Saturday, March 8, 2014

It's Official! I'm an Ouliposter


April is National Poetry Month (NaPoMo)!! In celebration, I'll be joining 74 other poets across the globe in Found Poetry Review's OULIPOST project. The project requires each poet to create one poem a day by applying Oulipo techniques—basically constraints and rulesto the day's newspaper. (You'll find more about oulipo later on in this post.)

Each day in April, I'll be writing and posting one poem created from text in a local newspaper based on the constraints and rules for that day. Those constraints and rules will be given to me by the Found Poetry Review editors.

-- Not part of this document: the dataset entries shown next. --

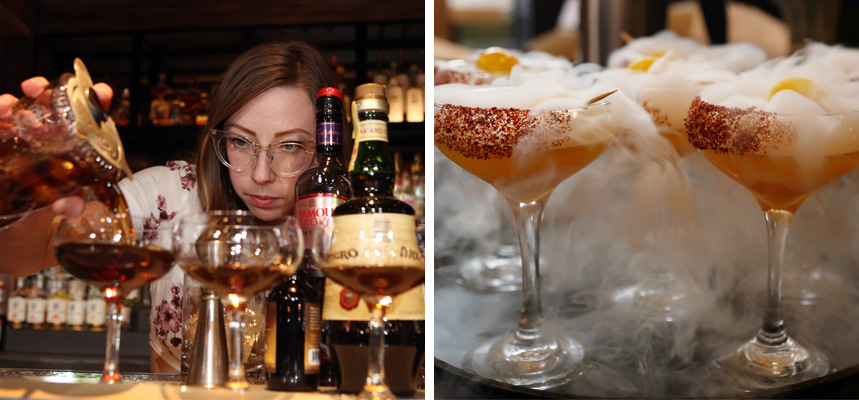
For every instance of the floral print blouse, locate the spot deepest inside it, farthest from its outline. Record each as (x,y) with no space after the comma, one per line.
(162,195)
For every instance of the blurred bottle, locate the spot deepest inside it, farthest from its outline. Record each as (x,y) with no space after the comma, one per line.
(403,188)
(159,109)
(17,311)
(396,97)
(415,96)
(37,302)
(58,301)
(76,316)
(418,185)
(201,109)
(96,308)
(122,113)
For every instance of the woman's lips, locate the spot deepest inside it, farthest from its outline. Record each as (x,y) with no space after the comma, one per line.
(263,201)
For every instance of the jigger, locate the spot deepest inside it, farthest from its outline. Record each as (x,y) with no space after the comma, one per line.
(209,363)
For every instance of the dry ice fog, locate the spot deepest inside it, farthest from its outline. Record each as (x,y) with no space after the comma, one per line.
(656,262)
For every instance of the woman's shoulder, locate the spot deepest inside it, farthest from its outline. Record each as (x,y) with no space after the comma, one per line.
(161,190)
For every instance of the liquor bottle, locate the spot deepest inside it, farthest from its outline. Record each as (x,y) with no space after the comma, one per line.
(76,316)
(37,302)
(17,312)
(3,303)
(294,312)
(96,308)
(58,302)
(415,97)
(345,318)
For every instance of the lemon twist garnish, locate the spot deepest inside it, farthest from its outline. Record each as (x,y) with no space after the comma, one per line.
(497,59)
(643,64)
(803,86)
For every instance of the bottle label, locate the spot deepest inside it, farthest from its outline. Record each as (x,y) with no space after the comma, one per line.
(329,133)
(17,309)
(36,309)
(96,312)
(316,209)
(365,239)
(270,358)
(372,129)
(76,312)
(341,304)
(57,311)
(312,336)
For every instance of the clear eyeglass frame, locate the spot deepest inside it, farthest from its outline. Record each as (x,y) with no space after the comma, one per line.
(304,153)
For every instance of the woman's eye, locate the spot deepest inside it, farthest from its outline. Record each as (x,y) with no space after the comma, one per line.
(287,147)
(238,142)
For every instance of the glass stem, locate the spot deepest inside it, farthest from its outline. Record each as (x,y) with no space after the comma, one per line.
(528,218)
(235,320)
(376,369)
(114,323)
(772,331)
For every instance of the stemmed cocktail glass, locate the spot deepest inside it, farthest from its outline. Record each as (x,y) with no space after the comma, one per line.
(524,154)
(379,256)
(236,255)
(781,159)
(104,251)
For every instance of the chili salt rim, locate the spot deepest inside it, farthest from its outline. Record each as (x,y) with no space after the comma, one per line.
(492,133)
(735,130)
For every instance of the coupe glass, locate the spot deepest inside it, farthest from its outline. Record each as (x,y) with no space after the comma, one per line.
(525,154)
(104,251)
(237,256)
(781,159)
(378,256)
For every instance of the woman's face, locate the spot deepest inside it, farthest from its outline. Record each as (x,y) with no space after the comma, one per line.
(281,113)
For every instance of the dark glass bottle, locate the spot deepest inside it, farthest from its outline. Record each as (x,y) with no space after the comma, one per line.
(345,317)
(294,319)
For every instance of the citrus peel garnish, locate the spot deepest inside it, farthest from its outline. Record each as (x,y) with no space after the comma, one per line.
(497,59)
(803,86)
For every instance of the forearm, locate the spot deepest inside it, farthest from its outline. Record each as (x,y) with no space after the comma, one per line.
(25,245)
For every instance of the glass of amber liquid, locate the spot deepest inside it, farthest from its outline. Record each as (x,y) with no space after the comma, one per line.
(781,159)
(525,154)
(106,253)
(237,256)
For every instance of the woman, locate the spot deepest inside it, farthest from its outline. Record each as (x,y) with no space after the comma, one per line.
(265,98)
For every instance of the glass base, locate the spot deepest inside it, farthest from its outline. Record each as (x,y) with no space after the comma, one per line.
(756,365)
(498,272)
(376,392)
(543,363)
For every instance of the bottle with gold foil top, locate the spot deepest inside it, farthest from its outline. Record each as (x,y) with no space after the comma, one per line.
(346,331)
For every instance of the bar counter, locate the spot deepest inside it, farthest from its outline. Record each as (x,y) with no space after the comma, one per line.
(47,384)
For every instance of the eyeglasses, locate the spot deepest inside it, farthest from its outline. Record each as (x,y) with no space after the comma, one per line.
(286,158)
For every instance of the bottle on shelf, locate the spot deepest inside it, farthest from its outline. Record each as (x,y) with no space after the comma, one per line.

Of course, you can check back here for poems that I write. However, if you'd like access to all of the fabulous Oulipost poets:
  • On April 1st, peruse the Oulipost Project page at Found Poetry Review (http://www.foundpoetryreview.com/oulipost/). Poets will be posting links to their poems as they complete them.
  • On twitter, we'll be tweeting with the hashtag #oulipost
  • Some of us will be reposting on Tumblr using the tag oulipost.
And you can get in on the fun, too—become an honorary ouliposter!! I'll be posting the day's constraints and rules, so you can create your own oulipost poem from one of your local newspapers.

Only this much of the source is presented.